For me, yesterday’s developments bring into stark relief where we are as a nation. We have a president who is eager to turn into a circus one of the most serious moments of our democracy, and he is aided and abetted by the leaders of his political party, who appear to be willing to condone any activity so long as it means they can hold onto power. Laws don’t matter, reality doesn’t matter. Even using the power of the government to rig the next election—which is what the Ukraine Scandal is about, after all– doesn’t matter, so long as it keeps the Republicans in office.
This is not democracy. It looks more and more like a Russian-style oligarchy.

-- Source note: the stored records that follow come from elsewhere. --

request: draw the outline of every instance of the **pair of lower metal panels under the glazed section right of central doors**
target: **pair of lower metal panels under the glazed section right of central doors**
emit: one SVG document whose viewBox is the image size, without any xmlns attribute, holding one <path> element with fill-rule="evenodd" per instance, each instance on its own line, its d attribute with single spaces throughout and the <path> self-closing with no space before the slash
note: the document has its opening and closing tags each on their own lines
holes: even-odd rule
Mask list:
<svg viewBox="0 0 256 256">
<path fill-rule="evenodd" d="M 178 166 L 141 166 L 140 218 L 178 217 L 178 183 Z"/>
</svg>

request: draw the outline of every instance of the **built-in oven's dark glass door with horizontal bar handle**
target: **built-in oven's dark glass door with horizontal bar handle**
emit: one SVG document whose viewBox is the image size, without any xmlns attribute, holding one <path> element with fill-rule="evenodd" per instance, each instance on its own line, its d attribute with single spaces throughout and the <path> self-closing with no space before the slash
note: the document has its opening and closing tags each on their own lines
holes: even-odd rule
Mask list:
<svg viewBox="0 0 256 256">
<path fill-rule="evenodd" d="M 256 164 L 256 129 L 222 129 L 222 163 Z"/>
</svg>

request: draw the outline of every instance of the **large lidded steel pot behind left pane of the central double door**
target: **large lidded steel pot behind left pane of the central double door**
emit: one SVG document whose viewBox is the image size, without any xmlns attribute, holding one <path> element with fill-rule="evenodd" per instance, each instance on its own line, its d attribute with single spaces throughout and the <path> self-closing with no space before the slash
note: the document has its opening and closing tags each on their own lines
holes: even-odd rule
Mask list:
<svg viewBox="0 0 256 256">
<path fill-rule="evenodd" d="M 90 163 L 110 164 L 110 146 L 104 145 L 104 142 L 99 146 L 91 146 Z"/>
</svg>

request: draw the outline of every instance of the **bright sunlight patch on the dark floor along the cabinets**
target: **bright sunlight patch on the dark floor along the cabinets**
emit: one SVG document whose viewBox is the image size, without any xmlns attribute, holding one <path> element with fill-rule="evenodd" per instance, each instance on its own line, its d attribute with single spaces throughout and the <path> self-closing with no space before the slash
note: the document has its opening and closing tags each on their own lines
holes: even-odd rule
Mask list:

But the law still holds: today, Chris Collins (R-NY), the first member of Congress to endorse Trump for president, was sentenced to 26 months in prison after pleading guilty to securities fraud. And in the court of popular opinion, Americans are shifting away from the oligarchic takeover of our democracy. Disney, which bought most of Australian-born right-wing media mogul Rupert Murdoch’s empire last year, has taken notice. It announced today it will drop the name “Fox,” from the historic film company “Twentieth Century Fox,” a move likely designed to guarantee, as the New York Times put it, that “consumers won’t mistakenly connect the Disney-owned studio with Mr. Murdoch’s polarizing Fox News [Channel].”